Every person who obtains control over any stolen thing of value, knowing the thing of value to have been stolen by another, may be tried, convicted, and punished whether or not the principal is charged, tried, or convicted.
If you are charged under Colorado’s Theft By Receiving Law – now “re-packaged with 18-4-401 – a DA – prosecutor must prove three elements of the crime against you – and these elements must be proven beyond a reasonable doubt.
First – That the property in question was in fact – stolen,
Second – That you actually “received” and possessed the stolen property,
Finally – That having possessed or received the stolen property- you KNEW that the property was actually stolen.
The DA must establish that the property is stolen. He or she must prove that it was stolen by proving it was stolen in a theft- a burglary – a robbery, or a form of embezzlement.
This is not as easy as it may seem – if the person who committed any these crimes – making the item or items “stolen” is never caught – it becomes even harder.
However – under this law – § 18-4-404 – if you knowingly and subsequently receive that stolen property, even if at the time you received the property you did not KNOW it was stolen – later becoming aware of its stolen “quality” you cannot maintain control over it. You must either contact the authorities within a reasonable period of time or contact the owner – if possible – to return the stolen property.
Like all other possession related crimes ( such as drug possession cases) “receiving” property seems to imply that only actual physical possession of the property is necessary to prove the crime. This is not true - possession can also be “constructive possession.” If you have control or share possession of stolen property – but not actual possession of it – you will also come under the ambit of this law.
This happens most often -(as in drug possession cases) – when multiple individuals jointly possess – share – or have some form of joint control over stolen property. Possession of something stolen can be shared – need not be exclusive and possession can be “joint” possession.
How can a DA climb into my mind and prove I knew something was stolen. The most obvious way is out of your own mouth. Do NOT answer what may see to be harmless questions. Self incrimination is probably the most common way of proving knowledge that something is stolen
Next would be the “circumstances” surrounding the possession of the items – an eyewitness – a video – serial numbers and the like.
Other kinds of “circumstantial” evidence of proof of knowledge- evidence include:
1. You were actively involved in concealing the stolen property.
2. The price paid for the property was so low it was patently absurd.
3. The transaction was “cash only” – no receipt was ever possible.
4. All identifying information such as serial numbers were intentionally and obviously removed.

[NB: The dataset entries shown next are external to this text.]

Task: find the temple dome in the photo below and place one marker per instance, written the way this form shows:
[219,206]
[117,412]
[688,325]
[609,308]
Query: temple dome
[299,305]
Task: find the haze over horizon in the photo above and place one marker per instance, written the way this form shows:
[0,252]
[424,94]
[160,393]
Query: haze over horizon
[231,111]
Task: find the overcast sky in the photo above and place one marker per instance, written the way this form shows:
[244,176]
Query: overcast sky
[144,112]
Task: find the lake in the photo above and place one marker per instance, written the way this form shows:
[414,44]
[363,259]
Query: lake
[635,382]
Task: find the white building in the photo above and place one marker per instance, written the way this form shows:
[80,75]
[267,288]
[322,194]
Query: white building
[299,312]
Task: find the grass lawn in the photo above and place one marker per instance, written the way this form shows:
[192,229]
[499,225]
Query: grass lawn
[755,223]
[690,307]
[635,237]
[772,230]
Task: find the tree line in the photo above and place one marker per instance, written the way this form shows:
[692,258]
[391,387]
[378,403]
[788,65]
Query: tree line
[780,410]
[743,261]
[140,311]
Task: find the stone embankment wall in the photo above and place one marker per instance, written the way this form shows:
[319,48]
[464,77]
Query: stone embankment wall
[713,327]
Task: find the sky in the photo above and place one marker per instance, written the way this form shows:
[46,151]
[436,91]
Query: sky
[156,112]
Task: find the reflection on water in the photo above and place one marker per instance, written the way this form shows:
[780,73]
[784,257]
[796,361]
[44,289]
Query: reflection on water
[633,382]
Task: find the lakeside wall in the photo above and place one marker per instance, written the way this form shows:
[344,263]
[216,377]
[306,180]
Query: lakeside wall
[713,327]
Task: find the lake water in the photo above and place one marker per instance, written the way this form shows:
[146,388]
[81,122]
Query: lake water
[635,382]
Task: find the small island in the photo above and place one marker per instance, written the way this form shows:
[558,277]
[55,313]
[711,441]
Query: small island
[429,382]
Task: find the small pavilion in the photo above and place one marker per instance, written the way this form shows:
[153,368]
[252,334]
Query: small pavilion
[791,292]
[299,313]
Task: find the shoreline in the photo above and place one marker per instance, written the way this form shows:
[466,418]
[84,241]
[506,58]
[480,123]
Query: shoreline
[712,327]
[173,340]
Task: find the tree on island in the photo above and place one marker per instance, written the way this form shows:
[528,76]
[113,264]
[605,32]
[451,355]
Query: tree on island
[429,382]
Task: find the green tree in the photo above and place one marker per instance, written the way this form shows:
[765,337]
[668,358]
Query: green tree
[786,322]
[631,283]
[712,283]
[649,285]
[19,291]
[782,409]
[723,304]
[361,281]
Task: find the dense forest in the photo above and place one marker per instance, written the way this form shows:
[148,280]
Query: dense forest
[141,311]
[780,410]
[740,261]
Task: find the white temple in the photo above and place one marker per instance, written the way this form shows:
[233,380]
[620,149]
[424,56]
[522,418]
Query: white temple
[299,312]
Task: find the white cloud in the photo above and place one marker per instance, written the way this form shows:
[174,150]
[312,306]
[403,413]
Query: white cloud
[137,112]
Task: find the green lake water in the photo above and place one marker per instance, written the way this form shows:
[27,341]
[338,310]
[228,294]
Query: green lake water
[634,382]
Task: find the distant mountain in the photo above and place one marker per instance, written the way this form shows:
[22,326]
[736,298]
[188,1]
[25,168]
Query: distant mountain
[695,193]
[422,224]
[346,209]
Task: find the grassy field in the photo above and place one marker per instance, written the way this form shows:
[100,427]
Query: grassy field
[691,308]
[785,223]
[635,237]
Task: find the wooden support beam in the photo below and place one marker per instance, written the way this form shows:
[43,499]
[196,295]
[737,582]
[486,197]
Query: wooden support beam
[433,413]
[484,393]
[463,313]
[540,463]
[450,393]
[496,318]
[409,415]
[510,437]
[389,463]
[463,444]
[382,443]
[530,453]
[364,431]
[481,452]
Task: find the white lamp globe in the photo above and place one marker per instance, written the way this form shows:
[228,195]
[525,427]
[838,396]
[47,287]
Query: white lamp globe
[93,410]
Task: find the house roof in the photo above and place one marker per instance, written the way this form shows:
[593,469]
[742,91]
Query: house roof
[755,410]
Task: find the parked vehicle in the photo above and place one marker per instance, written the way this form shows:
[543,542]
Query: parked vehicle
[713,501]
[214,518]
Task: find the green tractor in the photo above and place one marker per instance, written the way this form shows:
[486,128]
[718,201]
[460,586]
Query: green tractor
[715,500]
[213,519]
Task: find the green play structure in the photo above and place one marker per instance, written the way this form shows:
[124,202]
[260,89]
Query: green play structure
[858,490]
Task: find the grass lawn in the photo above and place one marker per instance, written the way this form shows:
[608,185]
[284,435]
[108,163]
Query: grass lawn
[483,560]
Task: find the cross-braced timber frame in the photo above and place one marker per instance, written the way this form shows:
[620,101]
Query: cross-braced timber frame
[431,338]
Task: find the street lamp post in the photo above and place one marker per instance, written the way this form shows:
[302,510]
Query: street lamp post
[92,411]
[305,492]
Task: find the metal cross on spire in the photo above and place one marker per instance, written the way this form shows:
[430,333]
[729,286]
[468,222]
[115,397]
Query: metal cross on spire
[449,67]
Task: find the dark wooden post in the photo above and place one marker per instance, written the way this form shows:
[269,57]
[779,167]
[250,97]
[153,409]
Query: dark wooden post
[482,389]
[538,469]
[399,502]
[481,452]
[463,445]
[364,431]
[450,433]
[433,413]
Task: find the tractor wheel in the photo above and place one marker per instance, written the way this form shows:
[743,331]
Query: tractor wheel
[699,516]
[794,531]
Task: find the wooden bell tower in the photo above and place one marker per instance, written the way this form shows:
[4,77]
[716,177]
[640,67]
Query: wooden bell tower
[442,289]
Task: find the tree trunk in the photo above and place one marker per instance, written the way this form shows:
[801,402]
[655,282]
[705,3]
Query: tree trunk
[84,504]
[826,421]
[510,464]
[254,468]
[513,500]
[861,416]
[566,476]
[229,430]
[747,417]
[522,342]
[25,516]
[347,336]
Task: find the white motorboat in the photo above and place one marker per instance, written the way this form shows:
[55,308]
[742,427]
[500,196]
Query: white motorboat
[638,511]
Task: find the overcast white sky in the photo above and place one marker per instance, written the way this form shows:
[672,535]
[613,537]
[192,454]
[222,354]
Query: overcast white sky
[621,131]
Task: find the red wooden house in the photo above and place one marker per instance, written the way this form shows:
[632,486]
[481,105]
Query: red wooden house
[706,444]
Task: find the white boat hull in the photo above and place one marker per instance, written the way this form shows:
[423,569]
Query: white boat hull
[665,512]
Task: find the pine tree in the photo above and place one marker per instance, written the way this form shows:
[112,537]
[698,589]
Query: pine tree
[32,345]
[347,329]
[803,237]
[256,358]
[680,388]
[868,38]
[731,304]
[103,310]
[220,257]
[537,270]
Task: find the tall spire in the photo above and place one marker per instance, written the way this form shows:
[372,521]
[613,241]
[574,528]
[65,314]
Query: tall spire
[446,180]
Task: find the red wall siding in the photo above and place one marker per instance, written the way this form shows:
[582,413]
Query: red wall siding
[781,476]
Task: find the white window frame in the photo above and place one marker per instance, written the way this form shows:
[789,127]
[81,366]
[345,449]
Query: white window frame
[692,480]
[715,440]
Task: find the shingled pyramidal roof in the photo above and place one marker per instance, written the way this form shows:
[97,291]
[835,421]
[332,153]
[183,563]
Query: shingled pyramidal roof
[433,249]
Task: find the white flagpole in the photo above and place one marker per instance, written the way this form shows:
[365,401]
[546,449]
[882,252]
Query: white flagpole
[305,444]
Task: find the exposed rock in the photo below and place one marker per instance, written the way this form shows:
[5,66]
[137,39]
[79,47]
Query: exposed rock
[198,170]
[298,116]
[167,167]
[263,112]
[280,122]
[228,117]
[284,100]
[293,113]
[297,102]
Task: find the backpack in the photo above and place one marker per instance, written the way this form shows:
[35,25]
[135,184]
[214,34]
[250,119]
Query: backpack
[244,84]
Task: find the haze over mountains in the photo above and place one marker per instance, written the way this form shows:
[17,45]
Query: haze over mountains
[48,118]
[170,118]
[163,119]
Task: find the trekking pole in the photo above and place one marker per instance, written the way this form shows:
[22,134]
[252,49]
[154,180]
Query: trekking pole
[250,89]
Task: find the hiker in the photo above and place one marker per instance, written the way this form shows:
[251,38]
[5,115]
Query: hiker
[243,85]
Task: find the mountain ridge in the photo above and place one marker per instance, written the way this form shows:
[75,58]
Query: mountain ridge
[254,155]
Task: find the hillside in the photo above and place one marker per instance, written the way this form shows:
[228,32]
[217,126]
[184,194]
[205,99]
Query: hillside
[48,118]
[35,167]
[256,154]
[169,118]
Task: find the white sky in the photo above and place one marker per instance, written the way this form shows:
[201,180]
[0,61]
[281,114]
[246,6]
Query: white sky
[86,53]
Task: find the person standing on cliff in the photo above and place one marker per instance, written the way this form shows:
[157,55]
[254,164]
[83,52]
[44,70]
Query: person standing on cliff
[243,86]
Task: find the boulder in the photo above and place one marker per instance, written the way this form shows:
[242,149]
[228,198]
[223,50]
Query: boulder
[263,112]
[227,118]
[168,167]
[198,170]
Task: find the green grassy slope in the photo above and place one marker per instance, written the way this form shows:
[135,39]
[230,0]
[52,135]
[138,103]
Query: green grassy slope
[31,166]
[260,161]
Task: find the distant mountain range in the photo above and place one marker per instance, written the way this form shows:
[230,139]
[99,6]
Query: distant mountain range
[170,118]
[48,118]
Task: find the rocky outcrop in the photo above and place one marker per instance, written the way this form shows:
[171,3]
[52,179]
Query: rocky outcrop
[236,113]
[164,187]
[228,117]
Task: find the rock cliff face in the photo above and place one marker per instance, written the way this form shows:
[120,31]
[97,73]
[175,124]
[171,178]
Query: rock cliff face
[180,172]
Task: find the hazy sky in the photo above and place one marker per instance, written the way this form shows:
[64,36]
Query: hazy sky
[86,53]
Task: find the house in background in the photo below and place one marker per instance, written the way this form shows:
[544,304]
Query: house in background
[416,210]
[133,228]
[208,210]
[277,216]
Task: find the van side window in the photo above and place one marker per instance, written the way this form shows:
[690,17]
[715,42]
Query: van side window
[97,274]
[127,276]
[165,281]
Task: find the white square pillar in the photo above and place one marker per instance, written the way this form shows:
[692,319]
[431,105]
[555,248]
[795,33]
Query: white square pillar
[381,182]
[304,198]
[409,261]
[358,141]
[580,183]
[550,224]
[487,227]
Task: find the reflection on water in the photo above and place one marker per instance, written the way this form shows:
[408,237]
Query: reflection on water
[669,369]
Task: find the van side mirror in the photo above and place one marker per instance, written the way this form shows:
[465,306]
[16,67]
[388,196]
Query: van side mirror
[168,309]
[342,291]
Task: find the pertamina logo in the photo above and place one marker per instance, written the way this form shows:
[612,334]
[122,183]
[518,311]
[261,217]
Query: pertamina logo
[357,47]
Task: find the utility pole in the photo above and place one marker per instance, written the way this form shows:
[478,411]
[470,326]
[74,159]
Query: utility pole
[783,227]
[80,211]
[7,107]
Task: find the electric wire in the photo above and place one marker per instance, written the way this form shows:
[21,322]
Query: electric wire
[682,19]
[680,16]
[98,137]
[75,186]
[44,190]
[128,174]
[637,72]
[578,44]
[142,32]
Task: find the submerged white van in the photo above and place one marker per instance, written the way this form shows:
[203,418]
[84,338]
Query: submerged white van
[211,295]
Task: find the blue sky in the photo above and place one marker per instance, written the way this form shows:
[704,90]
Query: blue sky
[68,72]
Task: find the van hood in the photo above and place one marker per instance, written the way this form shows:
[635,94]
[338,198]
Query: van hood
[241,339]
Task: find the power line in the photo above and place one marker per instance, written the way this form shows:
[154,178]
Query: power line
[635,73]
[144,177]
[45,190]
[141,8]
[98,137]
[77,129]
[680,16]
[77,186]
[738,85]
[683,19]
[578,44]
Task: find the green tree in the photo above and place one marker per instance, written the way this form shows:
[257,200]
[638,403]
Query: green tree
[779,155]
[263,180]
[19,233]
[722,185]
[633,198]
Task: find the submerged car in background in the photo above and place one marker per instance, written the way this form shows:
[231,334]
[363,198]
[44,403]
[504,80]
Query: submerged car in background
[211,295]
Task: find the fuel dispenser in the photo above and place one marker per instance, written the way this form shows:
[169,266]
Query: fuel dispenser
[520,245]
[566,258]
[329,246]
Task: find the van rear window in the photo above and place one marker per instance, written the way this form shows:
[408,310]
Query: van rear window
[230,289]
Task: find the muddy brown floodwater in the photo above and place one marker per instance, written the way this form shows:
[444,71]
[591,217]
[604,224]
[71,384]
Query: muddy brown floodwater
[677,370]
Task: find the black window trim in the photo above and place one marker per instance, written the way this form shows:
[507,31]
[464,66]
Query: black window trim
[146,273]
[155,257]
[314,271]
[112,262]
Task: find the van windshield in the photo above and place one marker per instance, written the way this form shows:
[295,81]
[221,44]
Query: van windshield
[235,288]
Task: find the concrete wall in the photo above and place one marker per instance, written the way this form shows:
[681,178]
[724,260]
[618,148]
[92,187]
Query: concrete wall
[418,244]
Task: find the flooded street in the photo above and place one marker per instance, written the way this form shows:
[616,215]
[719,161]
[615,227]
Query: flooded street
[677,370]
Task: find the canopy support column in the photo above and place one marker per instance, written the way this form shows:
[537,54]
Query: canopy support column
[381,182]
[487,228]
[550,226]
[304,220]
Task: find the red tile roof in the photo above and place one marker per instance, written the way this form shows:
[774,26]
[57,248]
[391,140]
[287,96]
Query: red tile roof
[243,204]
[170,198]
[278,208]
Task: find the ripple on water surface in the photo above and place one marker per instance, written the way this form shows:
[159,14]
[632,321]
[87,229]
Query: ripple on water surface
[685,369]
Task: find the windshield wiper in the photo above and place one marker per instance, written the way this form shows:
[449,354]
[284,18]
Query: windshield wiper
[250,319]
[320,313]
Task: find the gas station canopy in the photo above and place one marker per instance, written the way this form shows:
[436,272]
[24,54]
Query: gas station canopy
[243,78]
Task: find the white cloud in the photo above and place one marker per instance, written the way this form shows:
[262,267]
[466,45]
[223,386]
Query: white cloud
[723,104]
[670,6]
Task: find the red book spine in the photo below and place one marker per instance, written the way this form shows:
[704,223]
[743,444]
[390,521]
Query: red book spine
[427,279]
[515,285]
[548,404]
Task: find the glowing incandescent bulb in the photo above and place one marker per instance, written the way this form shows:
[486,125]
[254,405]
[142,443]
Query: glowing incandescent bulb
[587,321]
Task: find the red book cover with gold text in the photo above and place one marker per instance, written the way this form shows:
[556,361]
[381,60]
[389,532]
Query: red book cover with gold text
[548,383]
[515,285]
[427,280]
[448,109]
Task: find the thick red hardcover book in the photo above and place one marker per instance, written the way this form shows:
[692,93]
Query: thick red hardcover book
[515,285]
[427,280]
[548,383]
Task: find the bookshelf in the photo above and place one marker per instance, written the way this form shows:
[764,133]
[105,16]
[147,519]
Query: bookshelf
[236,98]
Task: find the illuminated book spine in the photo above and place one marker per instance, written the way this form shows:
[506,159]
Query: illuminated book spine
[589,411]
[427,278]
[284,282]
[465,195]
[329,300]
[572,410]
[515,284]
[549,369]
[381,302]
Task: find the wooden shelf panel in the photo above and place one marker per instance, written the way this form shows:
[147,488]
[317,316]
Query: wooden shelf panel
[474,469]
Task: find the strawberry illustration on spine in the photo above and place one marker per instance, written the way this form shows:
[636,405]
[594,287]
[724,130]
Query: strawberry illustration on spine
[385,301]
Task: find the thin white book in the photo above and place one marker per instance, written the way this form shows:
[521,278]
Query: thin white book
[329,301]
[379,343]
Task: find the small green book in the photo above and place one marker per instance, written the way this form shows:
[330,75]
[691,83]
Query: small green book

The “rule” here is this – if a “reasonable” person would have asked questions about the transfer of the property – then the absence of such inquiries is probably evidence of knowledge that the property was stolen or “hot.”
Certain professions and retailers are targeted in this area.
Law enforcement targets the following sellers:
Here is the law:
If any person commits theft by receiving as defined in section 18-4-410 (1) when OBTAINS CONTROL OVER STOLEN PROPERTY KNOWING OR BELIEVING THE PROPERTY TO HAVE BEEN STOLEN, and such offense involves two or more separate stolen things of value each of which is the property of a separate owner, such commission of theft by receiving constitutes prima facie evidence that the person is engaged in the business of buying, selling, or otherwise disposing of stolen goods for a profit.
Typical defenses used by Colorado criminal defense lawyers in these cases are:
Mistake of fact / claim of right – You actually owned the property for a fair price – or you were fooled into believing it was your lawful property by a con-artist. You were the victim.
Lack of knowledge – You did not know you possessed the stolen property
Innocent intent – you intended to return the property and were arrested before that could happen
The Penalties and Sentencing for A Conviction for Receiving Stolen Property ….. turn on the value of the items taken
The crime is a:
(b) A class 1 petty offense if the value of the thing involved is less than fifty dollars;
(c) A class 3 misdemeanor if the value of the thing involved is fifty dollars or more but less than three hundred dollars;
(d) A class 2 misdemeanor if the value of the thing involved is three hundred dollars or more but less than seven hundred fifty dollars;
(e) A class 1 misdemeanor if the value of the thing involved is seven hundred fifty dollars or more but less than two thousand dollars;
(f) A class 6 felony if the value of the thing involved is two thousand dollars or more but less than five thousand dollars;
(g) A class 5 felony if the value of the thing involved is five thousand dollars or more but less than twenty thousand dollars;
(h) A class 4 felony if the value of the thing involved is twenty thousand dollars or more but less than one hundred thousand dollars;
(i) A class 3 felony if the value of the thing involved is one hundred thousand dollars or more but less than one million dollars;
(j) A class 2 felony if the value of the thing involved is one million dollars or more.
Here is a Colorado Sentencing CHART to help you interpret the criminal levels referred to above:
[HMS - This next law allows an innocent victim to claim a legal right to stolen property with a minimum of legal impediments and red tape.. The law is self explanatory:]
All property obtained by theft, robbery, or burglary shall be restored to the owner, and no sale, whether in good faith on the part of the purchaser or not, shall divest the owner of his right to such property. The owner may maintain an action not only against the taker thereof but also against any person in whose possession he finds the property.
In any such action, the owner may recover two hundred dollars or three times the amount of the actual damages sustained by him, whichever is greater, and may also recover costs of the action and reasonable attorney fees; but monetary damages and attorney fees shall not be recoverable from a good-faith purchaser or good-faith holder of the property.